Marco, how could I know that Cuda is installed properly or not.
Most Important, I want to know that driver is installed properly or not.
I run a simple program below properly through hadoop user below
import jcuda.CUDA;^M
import jcuda.driver.CUdevprop;^M
import jcuda.driver.types.CUdevice;^M
^M
^M
public class MahEnum
{^M
public static void main(String args[])
{^M
//Init CUDA Driver^M
CUDA cuda = new CUDA(true);^M
^M
int count = cuda.getDeviceCount();^M
^M
System.out.println("Total number of devices: " + count);^M
^M
for (int i = 0; i < count; i++) {^M
CUdevice dev = cuda.getDevice(i);^M
^M
String name = cuda.getDeviceName(dev);^M
System.out.println(“Name: " + name);^M
^M
int version[] = cuda.getDeviceComputeCapability(dev);^M
System.out.println(“Version: " + String.format(”%d.%d”, version[0], version[1]));^M
^M
CUdevprop prop = cuda.getDeviceProperties(dev);^M
System.out.println(“Clock rate: " + prop.clockRate + " MHz”);^M
System.out.println("Threads per block: " + prop.maxThreadsPerBlock);^M
}^M
}^M
}^M
This program produces the correct output but when I run another program it displays as
java.lang.RuntimeException: java.lang.reflect.InvocationTargetException
at org.apache.hadoop.util.ReflectionUtils.newInstance(ReflectionUtils.java:115)
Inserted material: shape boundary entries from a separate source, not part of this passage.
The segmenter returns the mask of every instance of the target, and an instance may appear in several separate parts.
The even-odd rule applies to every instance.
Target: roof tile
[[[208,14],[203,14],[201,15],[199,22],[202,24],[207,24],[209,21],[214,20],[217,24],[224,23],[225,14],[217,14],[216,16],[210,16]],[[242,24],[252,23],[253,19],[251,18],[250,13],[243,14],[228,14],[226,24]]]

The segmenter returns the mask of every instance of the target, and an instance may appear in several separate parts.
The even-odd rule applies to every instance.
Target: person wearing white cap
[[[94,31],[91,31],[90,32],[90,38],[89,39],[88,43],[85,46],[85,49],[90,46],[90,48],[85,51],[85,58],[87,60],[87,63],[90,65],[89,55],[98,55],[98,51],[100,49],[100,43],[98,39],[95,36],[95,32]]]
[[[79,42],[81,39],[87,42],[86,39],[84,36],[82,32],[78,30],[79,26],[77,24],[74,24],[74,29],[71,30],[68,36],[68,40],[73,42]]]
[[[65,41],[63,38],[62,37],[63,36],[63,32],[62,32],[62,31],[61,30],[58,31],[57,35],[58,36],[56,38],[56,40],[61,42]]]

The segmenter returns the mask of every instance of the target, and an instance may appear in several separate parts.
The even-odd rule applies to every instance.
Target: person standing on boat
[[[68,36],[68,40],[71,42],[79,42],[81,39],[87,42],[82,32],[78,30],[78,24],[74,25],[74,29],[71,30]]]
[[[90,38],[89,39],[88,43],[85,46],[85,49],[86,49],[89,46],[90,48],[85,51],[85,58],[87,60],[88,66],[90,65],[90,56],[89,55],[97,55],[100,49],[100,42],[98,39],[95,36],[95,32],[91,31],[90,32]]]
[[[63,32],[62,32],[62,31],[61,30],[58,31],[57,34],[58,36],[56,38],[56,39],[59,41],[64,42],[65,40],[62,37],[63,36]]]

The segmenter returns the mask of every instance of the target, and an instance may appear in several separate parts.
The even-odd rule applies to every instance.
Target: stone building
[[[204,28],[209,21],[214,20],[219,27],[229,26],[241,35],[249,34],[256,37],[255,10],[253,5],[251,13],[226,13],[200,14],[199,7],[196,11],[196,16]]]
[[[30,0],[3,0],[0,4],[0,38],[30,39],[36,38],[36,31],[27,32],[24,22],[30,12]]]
at org.apache.hadoop.mapred.MapTask.runNewMapper(MapTask.java:569)
at org.apache.hadoop.mapred.MapTask.run(MapTask.java:305)
at org.apache.hadoop.mapred.Child.main(Child.java:170)
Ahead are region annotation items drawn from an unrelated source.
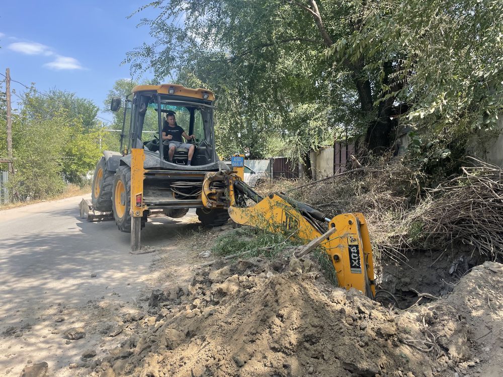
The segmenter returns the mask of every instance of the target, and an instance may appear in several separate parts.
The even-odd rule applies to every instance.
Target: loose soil
[[[57,303],[48,308],[54,352],[88,339],[99,344],[57,370],[49,365],[48,375],[503,375],[503,265],[473,266],[476,261],[461,255],[437,260],[423,253],[408,266],[386,265],[380,278],[388,276],[387,288],[400,307],[417,300],[415,291],[442,296],[402,310],[334,288],[309,257],[292,259],[285,252],[273,260],[198,266],[213,259],[209,248],[227,231],[230,225],[187,224],[176,250],[156,250],[155,289],[130,303],[97,300],[81,311]],[[56,322],[63,314],[84,328],[86,338],[71,339],[78,330],[58,330],[66,323]],[[19,341],[16,334],[23,339],[31,329],[8,330],[2,341]]]
[[[503,265],[405,311],[330,286],[309,260],[198,269],[152,293],[91,375],[499,376]]]

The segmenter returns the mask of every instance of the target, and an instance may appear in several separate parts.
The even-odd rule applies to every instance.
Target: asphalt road
[[[50,364],[54,348],[42,349],[52,346],[46,331],[54,328],[48,315],[53,307],[81,308],[104,297],[130,302],[145,289],[155,253],[132,255],[129,234],[119,232],[114,221],[80,219],[81,199],[0,211],[0,334],[12,326],[32,327],[22,337],[0,342],[0,375],[13,365],[12,374],[18,375],[28,359]],[[149,219],[142,231],[142,245],[169,247],[179,230],[195,225],[184,221]],[[60,334],[54,337],[62,340]],[[71,357],[53,360],[53,367],[67,365]]]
Caused by: java.lang.reflect.InvocationTargetException
at sun.reflect.NativeConstructorAccessorImpl.newInstance0(Native Method)
at sun.reflect.NativeConstructorAccessorImpl.newInstance(NativeConstructorAccessorImpl.java:39)
at sun.reflect.DelegatingConstructorAccessorImpl.newInstance(DelegatingConstructorAccessorImpl.java:27)
at java.lang.reflect.Constructor.newInstance(Constructor.java:513)
at org.apache.hadoop.util.ReflectionUtils.newInstance(ReflectionUtils.java:113)
… 3 more
Caused by: java.lang.UnsatisfiedLinkError: no jcuda in java.library.path
at java.lang.ClassLoader.loadLibrary(ClassLoader.java:1709)
at java.lang.Runtime.loadLibrary0(Runtime.java:823)
at java.lang.System.loadLibrary(System.java:1028)
at jcuda.driver.CUDADriver.(CUDADriver.java:909)
at jcuda.CUDA.init(CUDA.java:62)
at jcuda.CUDA.(CUDA.java:42)
at org.myorg.WordCount$TokenizerMapper.(WordCount.java:28)
… 8 more
EDIT: Concerning the omnipresent “UnsatisfiedLinkError”: Might this thread help here?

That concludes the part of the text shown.